Las verdes praderas (The Green Meadows) is a 1979 Spanish film written and directed by José Luis Garci, starring Alfredo Landa.

== Plot ==
José Rebolledo is a man of humble origins who has a good job at an advertising company and sincerely loves his wife, Conchi. The couple has two children and they all seem the perfect family. Without financial problems they can afford some quirks and have acquired a chalet in the Sierra de Guadarrama where they spend weekends in the company of family and upper class friends, playing sports and having barbecues. However, for José, within this apparent happiness lies a deep sense of frustration with the lifestyle he has chosen.
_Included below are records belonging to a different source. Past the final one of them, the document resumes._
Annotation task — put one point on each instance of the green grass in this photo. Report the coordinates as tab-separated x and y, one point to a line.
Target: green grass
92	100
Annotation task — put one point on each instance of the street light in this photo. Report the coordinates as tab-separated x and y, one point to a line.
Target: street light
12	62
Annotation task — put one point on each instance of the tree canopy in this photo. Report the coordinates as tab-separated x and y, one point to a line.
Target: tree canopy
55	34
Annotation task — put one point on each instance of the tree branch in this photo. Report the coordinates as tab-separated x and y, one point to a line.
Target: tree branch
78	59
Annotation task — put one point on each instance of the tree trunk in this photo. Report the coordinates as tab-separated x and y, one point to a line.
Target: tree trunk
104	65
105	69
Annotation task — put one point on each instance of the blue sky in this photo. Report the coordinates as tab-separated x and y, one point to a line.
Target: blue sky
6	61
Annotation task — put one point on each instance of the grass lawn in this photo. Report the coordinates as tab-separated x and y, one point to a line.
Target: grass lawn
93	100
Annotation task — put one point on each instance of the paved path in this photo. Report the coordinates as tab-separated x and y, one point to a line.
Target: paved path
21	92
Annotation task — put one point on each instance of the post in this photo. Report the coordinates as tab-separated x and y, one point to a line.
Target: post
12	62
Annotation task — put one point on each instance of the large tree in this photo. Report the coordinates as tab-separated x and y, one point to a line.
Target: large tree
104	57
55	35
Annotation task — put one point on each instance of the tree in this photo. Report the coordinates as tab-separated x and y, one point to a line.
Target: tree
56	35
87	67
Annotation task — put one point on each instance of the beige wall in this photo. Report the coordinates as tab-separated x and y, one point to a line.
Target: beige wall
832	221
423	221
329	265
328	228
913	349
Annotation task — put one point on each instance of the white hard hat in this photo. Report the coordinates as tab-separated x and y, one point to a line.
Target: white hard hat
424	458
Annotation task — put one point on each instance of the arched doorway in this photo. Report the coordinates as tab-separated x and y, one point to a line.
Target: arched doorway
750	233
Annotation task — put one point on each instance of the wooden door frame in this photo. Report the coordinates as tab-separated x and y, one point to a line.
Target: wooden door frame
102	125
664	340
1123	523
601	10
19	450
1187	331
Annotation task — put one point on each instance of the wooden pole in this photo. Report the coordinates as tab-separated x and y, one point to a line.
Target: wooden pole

José finds himself out of place in this bourgeois life.

==Cast ==
- Alfredo Landa - José Rebolledo
- María Casanova - Conchi
- Carlos Larrañaga - Ricardo
- Pedro Díez del Corral -	Alberto
- Cecilia Roth - Matilde
- Norma Aleandro - Fidela

==DVD release==
Las verdes praderas is available in Region 2 DVD in Spanish only. It was released on DVD in 2009.